Дробязко нетерпеливо заерзал.

– Да, да, понимаю, – прервал сам себя Сатана. – Вы же по делу пришли. Все готово для вас, вот ваша Нина ненаглядная…

Он потянулся к столу и принялся перебирать папки.

– Адрес меняла несколько раз… Фамилию меняла два раза… Черт их поймет, этих женщин, почему им так нравятся новые фамилии.

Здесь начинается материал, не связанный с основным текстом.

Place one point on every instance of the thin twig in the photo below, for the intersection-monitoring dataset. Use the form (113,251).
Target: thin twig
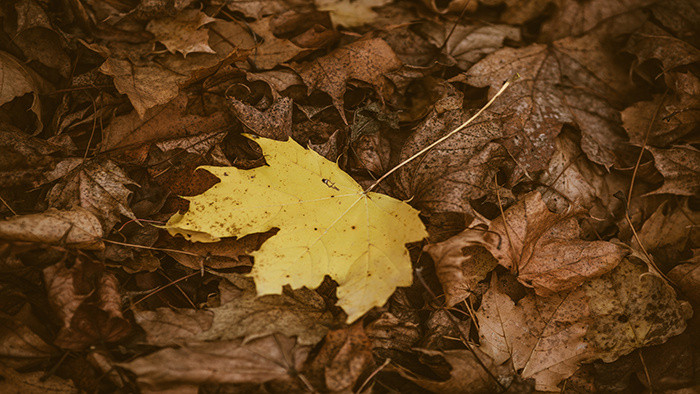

Федор Иванович с трепетом потянулся к отобранной Сатаной бумажной папке, но тот внезапно схватил ее и спрятал за спину.

– Я почему вам все это рассказываю, – трагическим полушепотом сообщил Валерий Павлович, – все думают, что Сатана – это черт с рогами или, в лучшем случае, этакий модный франт с тросточкой, который людей искушает и над ними же потешается. А я вот такой, как видите, – он приподнялся на цыпочках и покачался с ноги на ногу, отчего тучное тело его заколыхалось, как холодец, – со всеми своими болячками и слабостями. Никого не искушаю – куда мне! Зачем искушать? Люди сами искушаются на каждом шагу! Предают, продают, и хоть бы хны! Так им мало – еще во всем меня обвиняют!

Дробязко понимающе кивал, кося одним глазом на папку, а Валерий Павлович все больше распалялся:

– Я вам скажу по секрету: нет ни рая, ни ада! Вот так!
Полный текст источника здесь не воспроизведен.